Making the Pursuit of Health Easier

It’s easy to make a mountain out of a mole hill, so to speak. This is true especially in the area of deciding to become a healthier person. So many choices, such a big “to do” list, rigid rules of what you should and shouldn’t do. Does this sound familiar? Heck yeah. Just think about the mental shenanigans that happen after the holidays when the New Year’s resolutions are forced into action. You are “good” for a few days, and then what happens? Everything happens. All at once, it seems. Sick kids, crazy boss, unrealistic deadlines, snow day, flat tire, the cable guy doesn’t show up, another birthday party your little one forgot to tell you about. As you are blind sided by the unexpected, all of your healthy intentions go bye-bye. The distractions of daily life take over and that mocha latte with whip is looking darn good at 3 in the afternoon on a cold and rainy blech-y day.

OK, so how do I get out of this annual rut? Thanks for asking. Let me tell you all about it.

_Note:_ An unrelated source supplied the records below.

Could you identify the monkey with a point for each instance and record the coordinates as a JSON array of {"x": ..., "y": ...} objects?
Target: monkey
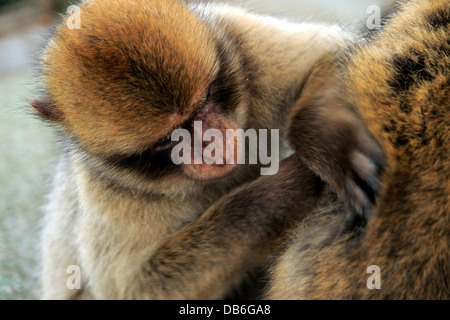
[
  {"x": 396, "y": 82},
  {"x": 137, "y": 225}
]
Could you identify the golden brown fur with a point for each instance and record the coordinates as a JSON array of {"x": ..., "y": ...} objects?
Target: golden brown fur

Step One: Stop “should-ing” all over yourself. Should is action that comes from guilt, not desire. If you want to do something or change something, let the new habits come from a place of enthusiasm and optimism, rather shame and stress.

Step Two: Be realistic. You didn’t get a certain way overnight and you are not going to change overnight either. Or in three nights. Change takes time. Look at the bigger picture and ask yourself how you want to be in 3 months, 6 months, a year or 10 years instead of hopping on the scale every day and being ticked off that in spite of your good efforts, you’re gaining weight instead of losing weight. Slow down, take your time, set goals, don’t make yourself (and others) nuts.

Step Three: Have a plan. How is this for an example: Week one – take a vitamin every day. Week two – drink an extra glass of water every day. Week three – take the stairs instead of the elevator, walk 20 minutes around your neighborhood, park the car further away from the office building. Week four – cut up veggies and fruit and take them with you to work for a snack. Week five – floss your teeth every day. (And you think I am kidding..) Week six – go to bed an hour early. Week seven – watch and hour less TV and read a book instead. Week eight – throw out the junk food in your kitchen. Week nine – do something different – go to a comedy club, go to a museum, go to a wine tasting, go to a festival, go hear live music…whatever makes you happy. Week ten – get up an hour earlier.

You get the picture? Taking tiny steps leads to long term change. Rather than trying to reinvent yourself in one fell swoop, be consistent with smaller, more manageable habits and watch your life transform step by step!